The described procedure in the method of this invention; carbon supported metal catalyst in powder form and containing 0-30% metal (palladium, platinium) on weight basis (1 ), after adding powder teflon (2) reaching 40-80% teflon in the resulting mixture on weight basis, is placed in a blender (3). In the blender (3), the powder mixture of carbon supported metal catalyst-teflon is homogenized for 30-90 seconds in dry. Homogenized mixture (3) is spreaded over stainless steel mould (4) fabricated according to the requested plate dimensions. The mixture spreaded over the mould (4) is pressed (5) at ambient temperature under 0.5-2.0 tons/inche ² pressure for 30- 90 seconds. Plate is displaced from the mould deliberately after cold pressing (5). The cold pressed plate (5) is covered with aluminum folio from its upper and lower planar sides and then hot press is applied to this plate (5) at 280-350°C under 0.5-2.0 tons/inche ² pressure for 30-90 seconds. After hot pressing, flexible and undamaged plate (7) is uncovered from the folio. The flexible and soft catalyst plate becomes ready after the described procedure. Sample: 3.8 gram of powder form activated carbon supported metal catalyst containing 30% palladium (1 ) is taken. 8.9 g of powder form teflon (2) is added onto it (1 ). So prepared activated carbon supported palladium catalyst-teflon mixture in dry form is placed to the mixture (blender) with the name and the model, M20 IKA WERKE. The rate of the mixture (blender) is adjusted to 10 000 rate (turns) per minute and the dry mixture in the blender chamber is further mixed for 60 seconds by running the blender (3) at this set value. The homogenized mixture prepared at step (3) is spreaded over the stainless steel mould in length of 92 mm, width of 160 mm and depth of 1 mm with care and in a way of not leaving any space at the topside. The homogenized mixture (3) spreaded over the mould (4) is pressed at ambient temperature under 1 .0 tons/inche ² pressure for 60 seconds (5). The mixture (3), pressed at ambient temperature (5), is displaced from the mould with care. The plate prepared by cold pressing (5) is covered with aluminium folio from its upper and lower planar sides and then hot press is applied at 320°C under 1 .0 tons/inche ² pressure for 40 seconds (6). After hot pressing (6), the catalyst plate with the required dimensions and flexibility is ready for use (7).
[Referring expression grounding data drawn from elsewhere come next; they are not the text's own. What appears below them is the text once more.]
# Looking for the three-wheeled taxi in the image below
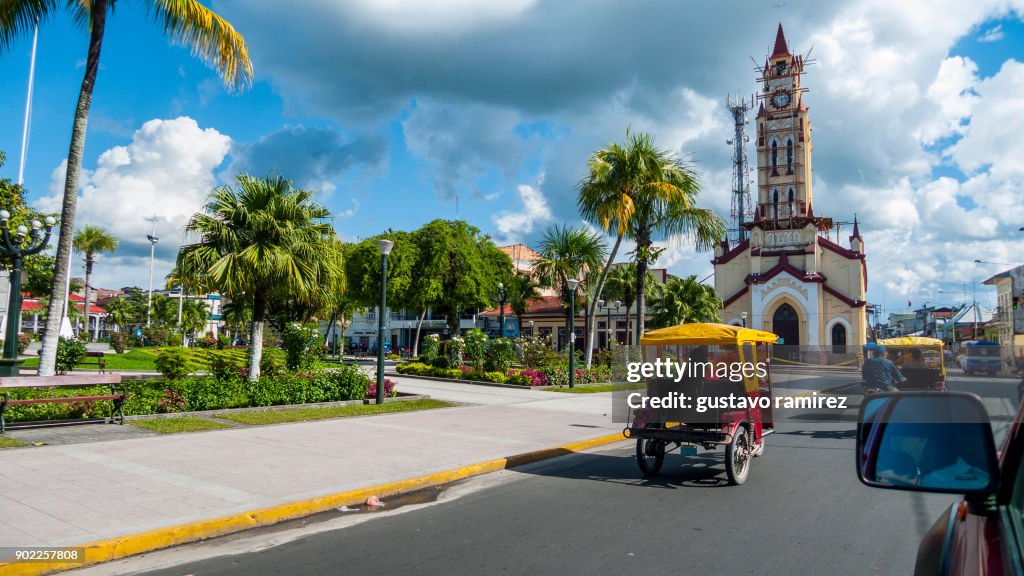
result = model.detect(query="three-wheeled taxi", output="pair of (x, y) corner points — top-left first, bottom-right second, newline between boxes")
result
(623, 323), (778, 485)
(874, 336), (946, 391)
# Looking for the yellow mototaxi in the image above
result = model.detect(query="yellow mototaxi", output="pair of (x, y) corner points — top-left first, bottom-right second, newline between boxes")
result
(873, 336), (946, 391)
(623, 323), (778, 486)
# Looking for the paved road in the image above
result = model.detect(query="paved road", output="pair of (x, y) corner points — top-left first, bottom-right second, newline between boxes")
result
(106, 422), (947, 576)
(66, 369), (1023, 576)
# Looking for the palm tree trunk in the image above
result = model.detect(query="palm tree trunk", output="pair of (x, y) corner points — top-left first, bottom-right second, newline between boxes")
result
(584, 233), (623, 368)
(83, 257), (93, 342)
(636, 244), (650, 345)
(412, 308), (426, 356)
(248, 289), (266, 382)
(38, 0), (107, 376)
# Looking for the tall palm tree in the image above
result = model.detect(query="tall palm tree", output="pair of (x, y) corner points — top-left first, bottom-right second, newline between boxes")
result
(180, 298), (209, 338)
(72, 225), (118, 340)
(4, 2), (253, 375)
(176, 174), (342, 381)
(576, 131), (683, 365)
(532, 225), (607, 350)
(648, 275), (722, 329)
(603, 263), (656, 345)
(505, 273), (543, 335)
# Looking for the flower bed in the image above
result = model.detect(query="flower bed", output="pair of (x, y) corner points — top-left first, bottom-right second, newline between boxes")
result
(396, 362), (611, 387)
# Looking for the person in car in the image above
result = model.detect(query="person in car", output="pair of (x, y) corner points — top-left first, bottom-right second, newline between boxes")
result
(862, 345), (906, 392)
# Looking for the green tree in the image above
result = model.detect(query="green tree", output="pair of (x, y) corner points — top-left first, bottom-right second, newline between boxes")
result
(101, 296), (131, 332)
(648, 275), (722, 328)
(0, 153), (59, 297)
(221, 298), (252, 343)
(180, 299), (208, 337)
(6, 1), (253, 376)
(72, 225), (118, 340)
(603, 263), (656, 345)
(176, 174), (342, 381)
(533, 224), (607, 349)
(505, 273), (543, 335)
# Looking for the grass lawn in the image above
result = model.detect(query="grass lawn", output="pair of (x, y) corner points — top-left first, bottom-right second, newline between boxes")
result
(22, 347), (283, 372)
(216, 399), (454, 425)
(541, 383), (643, 394)
(0, 436), (26, 448)
(131, 418), (236, 434)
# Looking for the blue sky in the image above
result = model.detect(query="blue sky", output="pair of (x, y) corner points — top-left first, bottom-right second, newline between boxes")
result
(0, 0), (1022, 319)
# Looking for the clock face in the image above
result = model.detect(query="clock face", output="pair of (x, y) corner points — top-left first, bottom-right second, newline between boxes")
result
(772, 91), (791, 108)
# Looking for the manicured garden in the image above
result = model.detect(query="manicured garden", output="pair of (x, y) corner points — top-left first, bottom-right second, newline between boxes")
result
(394, 330), (616, 387)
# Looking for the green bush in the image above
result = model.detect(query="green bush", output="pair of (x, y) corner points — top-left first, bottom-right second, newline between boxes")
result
(281, 322), (322, 370)
(517, 335), (563, 368)
(396, 362), (431, 376)
(206, 350), (245, 383)
(260, 352), (285, 377)
(16, 333), (30, 355)
(110, 332), (128, 354)
(386, 353), (401, 360)
(217, 334), (231, 350)
(55, 337), (88, 374)
(167, 333), (184, 347)
(420, 334), (440, 363)
(144, 326), (170, 347)
(154, 347), (191, 382)
(463, 329), (488, 370)
(505, 373), (531, 386)
(482, 371), (506, 383)
(485, 338), (516, 372)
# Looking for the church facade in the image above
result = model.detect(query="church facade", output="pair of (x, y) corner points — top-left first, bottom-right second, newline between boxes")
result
(712, 24), (868, 348)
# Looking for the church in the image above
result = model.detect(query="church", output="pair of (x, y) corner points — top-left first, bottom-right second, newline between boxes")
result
(712, 24), (868, 349)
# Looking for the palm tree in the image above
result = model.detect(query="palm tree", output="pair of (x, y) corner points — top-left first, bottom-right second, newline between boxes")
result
(102, 297), (131, 332)
(603, 263), (655, 344)
(505, 273), (543, 335)
(72, 225), (118, 340)
(180, 299), (209, 339)
(648, 275), (722, 329)
(176, 174), (343, 381)
(5, 2), (253, 375)
(221, 298), (252, 343)
(578, 131), (726, 352)
(532, 224), (607, 350)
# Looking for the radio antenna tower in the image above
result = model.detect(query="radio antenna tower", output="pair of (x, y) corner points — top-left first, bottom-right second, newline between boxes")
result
(726, 93), (754, 242)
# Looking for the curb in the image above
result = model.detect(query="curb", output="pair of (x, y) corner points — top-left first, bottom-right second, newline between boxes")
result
(0, 432), (626, 576)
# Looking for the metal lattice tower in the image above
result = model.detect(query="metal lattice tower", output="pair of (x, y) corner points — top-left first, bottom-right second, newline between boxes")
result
(726, 93), (754, 242)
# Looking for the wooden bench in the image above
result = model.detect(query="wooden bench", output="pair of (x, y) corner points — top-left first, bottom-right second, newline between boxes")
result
(0, 374), (126, 433)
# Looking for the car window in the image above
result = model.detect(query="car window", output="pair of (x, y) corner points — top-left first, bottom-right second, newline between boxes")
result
(1007, 447), (1024, 555)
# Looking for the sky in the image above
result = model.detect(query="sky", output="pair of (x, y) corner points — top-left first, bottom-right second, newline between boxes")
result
(0, 0), (1023, 320)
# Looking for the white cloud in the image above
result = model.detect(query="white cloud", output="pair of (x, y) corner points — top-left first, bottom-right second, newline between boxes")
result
(915, 56), (980, 145)
(948, 60), (1024, 177)
(978, 24), (1004, 42)
(492, 176), (553, 244)
(36, 117), (231, 288)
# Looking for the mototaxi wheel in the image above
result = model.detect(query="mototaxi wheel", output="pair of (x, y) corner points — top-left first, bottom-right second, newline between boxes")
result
(725, 426), (752, 485)
(636, 436), (666, 477)
(752, 437), (765, 457)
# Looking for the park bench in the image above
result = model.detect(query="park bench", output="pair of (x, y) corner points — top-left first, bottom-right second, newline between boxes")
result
(0, 374), (126, 433)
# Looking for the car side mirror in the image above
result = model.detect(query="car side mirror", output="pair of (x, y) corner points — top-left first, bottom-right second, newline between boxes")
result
(857, 392), (999, 495)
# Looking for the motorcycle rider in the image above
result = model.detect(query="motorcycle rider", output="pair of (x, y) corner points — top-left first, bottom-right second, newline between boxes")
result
(862, 344), (906, 393)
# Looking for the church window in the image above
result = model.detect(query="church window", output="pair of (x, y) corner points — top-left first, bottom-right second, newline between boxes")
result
(788, 188), (795, 217)
(772, 189), (779, 219)
(771, 140), (779, 176)
(786, 139), (794, 174)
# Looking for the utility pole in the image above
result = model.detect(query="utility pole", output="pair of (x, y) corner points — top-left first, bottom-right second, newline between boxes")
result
(145, 216), (160, 327)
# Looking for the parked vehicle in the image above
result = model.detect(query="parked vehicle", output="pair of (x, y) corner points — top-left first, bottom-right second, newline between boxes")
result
(959, 340), (1001, 376)
(856, 391), (1024, 575)
(623, 323), (777, 486)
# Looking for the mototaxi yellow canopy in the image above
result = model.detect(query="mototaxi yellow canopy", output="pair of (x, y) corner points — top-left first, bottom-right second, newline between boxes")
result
(640, 323), (779, 346)
(875, 336), (944, 349)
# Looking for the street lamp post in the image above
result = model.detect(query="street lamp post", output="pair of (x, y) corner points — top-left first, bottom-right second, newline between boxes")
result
(598, 299), (621, 349)
(375, 239), (394, 405)
(491, 282), (506, 338)
(0, 212), (56, 376)
(145, 218), (159, 327)
(567, 278), (579, 388)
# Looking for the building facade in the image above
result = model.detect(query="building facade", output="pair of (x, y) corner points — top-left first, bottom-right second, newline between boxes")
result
(712, 25), (868, 348)
(983, 265), (1024, 363)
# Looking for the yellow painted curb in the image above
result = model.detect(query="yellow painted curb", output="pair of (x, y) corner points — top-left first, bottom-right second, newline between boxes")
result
(0, 432), (625, 576)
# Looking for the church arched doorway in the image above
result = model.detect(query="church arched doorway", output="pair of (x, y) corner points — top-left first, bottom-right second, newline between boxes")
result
(772, 303), (800, 347)
(831, 323), (847, 355)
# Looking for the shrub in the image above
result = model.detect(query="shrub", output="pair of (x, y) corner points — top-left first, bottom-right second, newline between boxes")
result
(156, 388), (189, 413)
(441, 337), (465, 368)
(154, 347), (191, 382)
(282, 322), (322, 370)
(110, 332), (128, 354)
(485, 337), (516, 372)
(507, 368), (549, 386)
(593, 347), (613, 368)
(206, 350), (245, 384)
(196, 335), (218, 349)
(16, 333), (30, 355)
(517, 335), (563, 368)
(367, 378), (398, 398)
(420, 334), (440, 363)
(167, 333), (184, 347)
(430, 354), (451, 369)
(463, 329), (488, 370)
(217, 334), (230, 350)
(505, 373), (531, 386)
(260, 352), (285, 377)
(396, 362), (431, 376)
(144, 326), (170, 347)
(386, 353), (402, 360)
(55, 337), (88, 374)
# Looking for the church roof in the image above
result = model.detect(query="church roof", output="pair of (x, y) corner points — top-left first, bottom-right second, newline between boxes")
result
(771, 23), (790, 58)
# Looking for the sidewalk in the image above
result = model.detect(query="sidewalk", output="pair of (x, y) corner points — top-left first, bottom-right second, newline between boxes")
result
(0, 379), (620, 556)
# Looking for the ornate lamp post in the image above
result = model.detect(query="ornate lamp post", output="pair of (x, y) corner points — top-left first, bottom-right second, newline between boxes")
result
(566, 278), (579, 388)
(0, 212), (56, 376)
(375, 239), (394, 405)
(490, 282), (507, 338)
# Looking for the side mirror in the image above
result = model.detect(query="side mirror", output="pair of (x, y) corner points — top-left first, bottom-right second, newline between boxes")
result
(857, 392), (999, 494)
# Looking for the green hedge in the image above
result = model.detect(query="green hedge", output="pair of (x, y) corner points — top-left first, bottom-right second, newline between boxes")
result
(1, 363), (372, 423)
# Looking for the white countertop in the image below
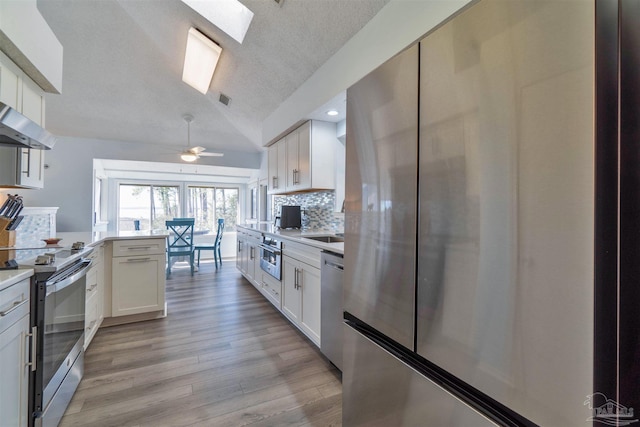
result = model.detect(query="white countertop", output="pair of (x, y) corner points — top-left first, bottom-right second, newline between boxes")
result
(55, 230), (170, 248)
(0, 268), (33, 292)
(238, 224), (344, 255)
(0, 230), (169, 252)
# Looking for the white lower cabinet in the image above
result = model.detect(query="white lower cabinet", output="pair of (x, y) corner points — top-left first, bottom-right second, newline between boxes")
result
(236, 233), (243, 271)
(0, 277), (32, 427)
(111, 239), (166, 317)
(112, 255), (165, 316)
(282, 255), (321, 346)
(237, 231), (261, 291)
(84, 244), (104, 349)
(235, 229), (322, 347)
(282, 257), (301, 324)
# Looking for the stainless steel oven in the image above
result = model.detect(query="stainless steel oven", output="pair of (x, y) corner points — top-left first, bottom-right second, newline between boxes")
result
(259, 236), (282, 280)
(28, 248), (93, 427)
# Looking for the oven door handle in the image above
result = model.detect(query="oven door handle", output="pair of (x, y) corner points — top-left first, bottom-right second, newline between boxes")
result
(259, 244), (281, 255)
(46, 259), (93, 296)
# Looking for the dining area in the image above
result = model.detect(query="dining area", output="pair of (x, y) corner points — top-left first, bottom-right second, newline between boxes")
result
(165, 217), (225, 277)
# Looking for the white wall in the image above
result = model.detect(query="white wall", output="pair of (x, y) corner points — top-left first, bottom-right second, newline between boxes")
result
(262, 0), (473, 144)
(2, 137), (261, 232)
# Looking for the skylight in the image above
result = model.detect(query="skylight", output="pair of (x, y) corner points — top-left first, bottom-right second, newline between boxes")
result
(181, 0), (254, 44)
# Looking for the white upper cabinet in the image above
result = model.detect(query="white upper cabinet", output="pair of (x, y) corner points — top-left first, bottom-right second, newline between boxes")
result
(268, 137), (287, 193)
(267, 120), (339, 194)
(0, 58), (46, 189)
(0, 64), (19, 109)
(21, 78), (45, 126)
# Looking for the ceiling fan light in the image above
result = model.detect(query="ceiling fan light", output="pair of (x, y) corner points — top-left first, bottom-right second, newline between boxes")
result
(182, 27), (222, 94)
(181, 152), (198, 162)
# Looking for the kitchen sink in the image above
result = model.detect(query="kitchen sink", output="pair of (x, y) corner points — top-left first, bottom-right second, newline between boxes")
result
(303, 235), (345, 243)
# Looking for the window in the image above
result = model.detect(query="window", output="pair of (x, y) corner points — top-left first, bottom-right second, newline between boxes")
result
(215, 188), (238, 231)
(118, 184), (180, 231)
(188, 186), (238, 232)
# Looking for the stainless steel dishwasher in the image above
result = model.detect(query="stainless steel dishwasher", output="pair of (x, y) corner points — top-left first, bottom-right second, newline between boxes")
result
(321, 250), (344, 371)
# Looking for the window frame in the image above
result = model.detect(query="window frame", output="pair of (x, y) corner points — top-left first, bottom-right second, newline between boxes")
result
(115, 179), (241, 233)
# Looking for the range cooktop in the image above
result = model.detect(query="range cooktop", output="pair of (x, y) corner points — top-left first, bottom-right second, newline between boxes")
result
(18, 246), (93, 273)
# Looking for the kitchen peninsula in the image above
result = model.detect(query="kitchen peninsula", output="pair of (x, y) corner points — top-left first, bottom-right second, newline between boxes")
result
(57, 230), (169, 329)
(1, 230), (169, 348)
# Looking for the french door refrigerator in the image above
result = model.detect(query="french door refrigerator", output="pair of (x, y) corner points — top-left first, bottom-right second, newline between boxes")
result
(343, 0), (640, 425)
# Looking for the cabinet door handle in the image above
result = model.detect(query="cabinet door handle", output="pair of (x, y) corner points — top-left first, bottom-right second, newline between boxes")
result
(21, 149), (31, 177)
(127, 246), (151, 251)
(293, 169), (299, 184)
(124, 257), (151, 263)
(250, 246), (255, 260)
(26, 326), (37, 372)
(272, 176), (278, 189)
(0, 297), (26, 317)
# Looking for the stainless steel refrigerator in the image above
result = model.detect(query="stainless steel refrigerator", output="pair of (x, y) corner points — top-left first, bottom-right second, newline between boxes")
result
(343, 0), (640, 425)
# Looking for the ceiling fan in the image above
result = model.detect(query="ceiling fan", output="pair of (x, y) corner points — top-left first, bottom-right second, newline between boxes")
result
(180, 114), (224, 162)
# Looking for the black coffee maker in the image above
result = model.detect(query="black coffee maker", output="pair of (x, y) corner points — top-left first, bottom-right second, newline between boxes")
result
(275, 205), (302, 229)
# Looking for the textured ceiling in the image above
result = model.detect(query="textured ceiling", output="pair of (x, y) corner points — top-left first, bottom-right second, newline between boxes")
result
(36, 0), (389, 156)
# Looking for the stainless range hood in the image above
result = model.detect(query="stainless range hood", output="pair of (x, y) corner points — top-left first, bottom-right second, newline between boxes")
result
(0, 102), (55, 150)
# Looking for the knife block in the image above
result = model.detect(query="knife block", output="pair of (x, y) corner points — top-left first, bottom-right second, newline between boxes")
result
(0, 249), (15, 264)
(0, 230), (16, 247)
(0, 217), (15, 247)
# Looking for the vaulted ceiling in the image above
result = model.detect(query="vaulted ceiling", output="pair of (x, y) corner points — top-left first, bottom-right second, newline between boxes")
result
(36, 0), (389, 158)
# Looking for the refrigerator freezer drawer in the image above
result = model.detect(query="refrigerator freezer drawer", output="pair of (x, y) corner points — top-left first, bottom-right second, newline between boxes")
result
(342, 324), (497, 427)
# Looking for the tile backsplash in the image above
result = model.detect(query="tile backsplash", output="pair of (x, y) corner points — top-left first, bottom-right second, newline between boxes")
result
(14, 207), (58, 247)
(273, 191), (344, 231)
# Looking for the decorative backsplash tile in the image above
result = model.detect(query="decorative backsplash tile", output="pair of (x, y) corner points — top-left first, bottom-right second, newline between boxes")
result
(273, 191), (344, 232)
(14, 207), (58, 248)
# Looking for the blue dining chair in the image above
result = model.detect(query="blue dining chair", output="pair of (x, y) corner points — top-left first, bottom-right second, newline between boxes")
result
(165, 218), (195, 278)
(194, 218), (225, 269)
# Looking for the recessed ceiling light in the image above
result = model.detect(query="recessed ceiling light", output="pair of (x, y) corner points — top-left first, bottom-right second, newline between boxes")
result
(327, 110), (339, 116)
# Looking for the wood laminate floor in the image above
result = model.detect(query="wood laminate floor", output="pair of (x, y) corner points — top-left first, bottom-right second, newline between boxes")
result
(59, 261), (342, 427)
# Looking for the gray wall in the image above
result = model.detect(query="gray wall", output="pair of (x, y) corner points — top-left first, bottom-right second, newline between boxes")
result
(0, 137), (261, 232)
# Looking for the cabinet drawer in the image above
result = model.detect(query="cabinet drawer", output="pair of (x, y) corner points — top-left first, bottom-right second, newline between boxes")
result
(85, 268), (99, 300)
(84, 295), (100, 349)
(245, 230), (262, 242)
(260, 272), (282, 309)
(0, 277), (30, 335)
(0, 277), (29, 311)
(281, 239), (322, 269)
(262, 284), (281, 309)
(113, 239), (165, 257)
(85, 296), (99, 333)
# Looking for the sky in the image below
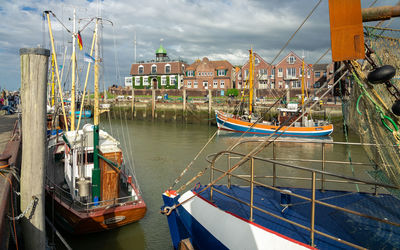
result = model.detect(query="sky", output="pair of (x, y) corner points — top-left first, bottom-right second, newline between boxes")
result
(0, 0), (399, 91)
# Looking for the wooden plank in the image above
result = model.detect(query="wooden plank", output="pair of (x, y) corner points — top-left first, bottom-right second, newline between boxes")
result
(329, 0), (365, 61)
(99, 151), (121, 203)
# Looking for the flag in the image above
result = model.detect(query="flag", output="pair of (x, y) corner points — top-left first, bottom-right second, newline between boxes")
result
(77, 31), (83, 50)
(84, 53), (95, 63)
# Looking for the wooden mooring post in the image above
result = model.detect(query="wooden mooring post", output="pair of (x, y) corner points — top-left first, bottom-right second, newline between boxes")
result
(208, 89), (212, 125)
(152, 89), (155, 119)
(20, 47), (49, 249)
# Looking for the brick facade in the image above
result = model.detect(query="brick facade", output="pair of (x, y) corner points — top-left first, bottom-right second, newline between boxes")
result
(236, 52), (273, 90)
(183, 57), (234, 90)
(274, 51), (314, 90)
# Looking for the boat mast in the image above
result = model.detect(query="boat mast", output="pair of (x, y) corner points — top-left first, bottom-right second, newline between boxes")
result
(301, 54), (305, 124)
(71, 8), (77, 130)
(249, 48), (254, 115)
(92, 18), (101, 202)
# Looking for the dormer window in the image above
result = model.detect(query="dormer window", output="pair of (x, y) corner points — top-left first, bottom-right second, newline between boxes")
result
(165, 64), (171, 74)
(288, 56), (296, 64)
(187, 70), (194, 77)
(217, 69), (226, 76)
(138, 65), (144, 74)
(151, 65), (157, 74)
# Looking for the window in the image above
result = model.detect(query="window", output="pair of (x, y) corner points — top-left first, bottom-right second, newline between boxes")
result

The schematic flow diagram for the method of this invention is given in Figure 1 . Description of Drawings

Figure 1 . The schematic flow diagram for the preparation method of carbon supported catalyst plate

1 - Activated carbon powder containing metal

2- Binder (powder teflon)

3- Homogenization in dry condition at high turns per minute for 60 seconds

4- Spreading over a mould being at the requested dimensions

5- Pressing at ambient temperature for 60 seconds

6- Displacement from the mould and pressing at 320°C for 40 seconds after covering with aluminum folio

7- Catalyst plate ready for use